Hint: If a matrix is \[A = \left( {\begin{array}{*{20}{c}}
  a&b \\
  c&d
\end{array}} \right)\], then the inverse of the matrix is, ${A^{ - 1}} = \dfrac{1}{{\det A}}\left( {\begin{array}{*{20}{c}}
  d&{ - b} \\
  { - c}&a
\end{array}} \right)$, use this to solve.

Complete step-by-step answer:

We have been given in the question, $\left( {\begin{array}{*{20}{c}}
  {\dfrac{1}{{25}}}&0 \\
  x&{\dfrac{1}{{25}}}
\end{array}} \right) = {\left( {\begin{array}{*{20}{c}}
  5&0 \\
  { - a}&5
\end{array}} \right)^{ - 2}}$,

Now let $A = \left( {\begin{array}{*{20}{c}}
  5&0 \\
  { - a}&5
\end{array}} \right)$, so we can find the inverse of the matrix by using the formula,
${A^{ - 1}} = \dfrac{1}{{\det A}}\left( {\begin{array}{*{20}{c}}
  d&{ - b} \\
  { - c}&a
\end{array}} \right)$,
Therefore, $\det A = 25$,
Hence, the inverse is, ${A^{ - 1}} = \dfrac{1}{{25}}\left( {\begin{array}{*{20}{c}}
  5&0 \\
  a&5
\end{array}} \right)$,
So, the given equation becomes, $\left( {\begin{array}{*{20}{c}}
  {\dfrac{1}{{25}}}&0 \\
  x&{\dfrac{1}{{25}}}
\end{array}} \right) = {A^{ - 2}} - (1)$

Therefore, ${(A)^{ - 2}} = \dfrac{1}{{625}}{\left( {\begin{array}{*{20}{c}}
  5&0 \\
  a&5
\end{array}} \right)^2} = \dfrac{1}{{625}}\left( {\begin{array}{*{20}{c}}
  {25}&0 \\
  {10a}&{25}
\end{array}} \right) = \left( {\begin{array}{*{20}{c}}
  {\dfrac{1}{{25}}}&0 \\
  {\dfrac{{2a}}{{125}}}&{\dfrac{1}{{25}}}
\end{array}} \right)$
Now put the value of ${A^{ - 2}}$in equation (1), we get,
$
  \left( {\begin{array}{*{20}{c}}
  {\dfrac{1}{{25}}}&0 \\
  x&{\dfrac{1}{{25}}}
\end{array}} \right) = \left( {\begin{array}{*{20}{c}}
  {\dfrac{1}{{25}}}&0 \\
  {\dfrac{{2a}}{{125}}}&{\dfrac{1}{{25}}}
\end{array}} \right) \\
   \Rightarrow x = \dfrac{{2a}}{{125}} \\
 $
Hence, we get the value of x as 2a/125, after solving the equations.
So, the correct answer is ${\text{B}}{\text{. }}\dfrac{{2a}}{{125}}$.
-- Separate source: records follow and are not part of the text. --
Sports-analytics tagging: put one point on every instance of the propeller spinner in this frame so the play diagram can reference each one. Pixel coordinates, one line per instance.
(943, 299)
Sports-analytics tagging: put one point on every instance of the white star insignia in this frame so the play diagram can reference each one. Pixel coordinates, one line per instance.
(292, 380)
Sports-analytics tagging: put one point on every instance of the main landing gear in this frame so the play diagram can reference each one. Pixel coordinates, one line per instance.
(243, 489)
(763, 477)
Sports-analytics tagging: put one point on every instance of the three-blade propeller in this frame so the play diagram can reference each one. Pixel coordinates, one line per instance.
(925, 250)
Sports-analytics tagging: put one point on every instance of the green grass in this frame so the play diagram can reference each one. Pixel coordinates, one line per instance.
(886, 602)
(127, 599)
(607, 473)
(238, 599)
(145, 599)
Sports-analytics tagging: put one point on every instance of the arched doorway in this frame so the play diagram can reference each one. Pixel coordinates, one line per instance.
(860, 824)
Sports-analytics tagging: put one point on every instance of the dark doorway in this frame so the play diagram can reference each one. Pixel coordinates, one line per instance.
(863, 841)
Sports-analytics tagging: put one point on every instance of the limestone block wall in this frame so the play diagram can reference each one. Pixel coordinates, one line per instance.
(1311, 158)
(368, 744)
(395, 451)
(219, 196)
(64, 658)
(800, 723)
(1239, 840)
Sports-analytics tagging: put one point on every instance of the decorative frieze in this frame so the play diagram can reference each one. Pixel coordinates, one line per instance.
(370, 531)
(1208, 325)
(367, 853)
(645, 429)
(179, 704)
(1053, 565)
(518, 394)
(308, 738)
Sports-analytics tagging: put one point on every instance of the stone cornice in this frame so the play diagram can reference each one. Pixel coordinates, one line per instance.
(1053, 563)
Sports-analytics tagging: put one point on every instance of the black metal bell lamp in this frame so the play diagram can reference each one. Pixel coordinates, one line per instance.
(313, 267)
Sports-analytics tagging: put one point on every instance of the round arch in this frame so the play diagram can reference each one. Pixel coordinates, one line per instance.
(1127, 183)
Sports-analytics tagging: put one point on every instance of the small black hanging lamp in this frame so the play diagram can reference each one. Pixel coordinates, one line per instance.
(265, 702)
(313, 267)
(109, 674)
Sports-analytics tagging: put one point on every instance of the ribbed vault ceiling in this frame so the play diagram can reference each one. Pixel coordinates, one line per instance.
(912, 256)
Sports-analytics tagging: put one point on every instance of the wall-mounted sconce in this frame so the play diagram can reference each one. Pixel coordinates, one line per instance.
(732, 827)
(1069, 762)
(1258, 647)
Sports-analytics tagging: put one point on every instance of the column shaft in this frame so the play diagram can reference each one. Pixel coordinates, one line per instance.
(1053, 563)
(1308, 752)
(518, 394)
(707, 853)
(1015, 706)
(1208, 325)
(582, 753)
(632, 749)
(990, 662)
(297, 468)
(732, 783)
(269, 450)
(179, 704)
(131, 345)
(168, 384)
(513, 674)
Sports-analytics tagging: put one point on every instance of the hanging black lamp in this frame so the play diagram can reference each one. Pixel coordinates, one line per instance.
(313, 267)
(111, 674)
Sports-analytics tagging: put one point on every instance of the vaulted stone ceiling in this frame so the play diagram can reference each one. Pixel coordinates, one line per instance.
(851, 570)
Note- Whenever such types of questions appear, be careful while finding the inverse of a matrix, use the formula, ${A^{ - 1}} = \dfrac{1}{{\det A}}\left( {\begin{array}{*{20}{c}}
  d&{ - b} \\
  { - c}&a
\end{array}} \right)$, only when the matrix is a $2 \times 2$ matrix. After finding the value of ${A^{ - 2}}$, put in the given equation and solve it to find the value of x.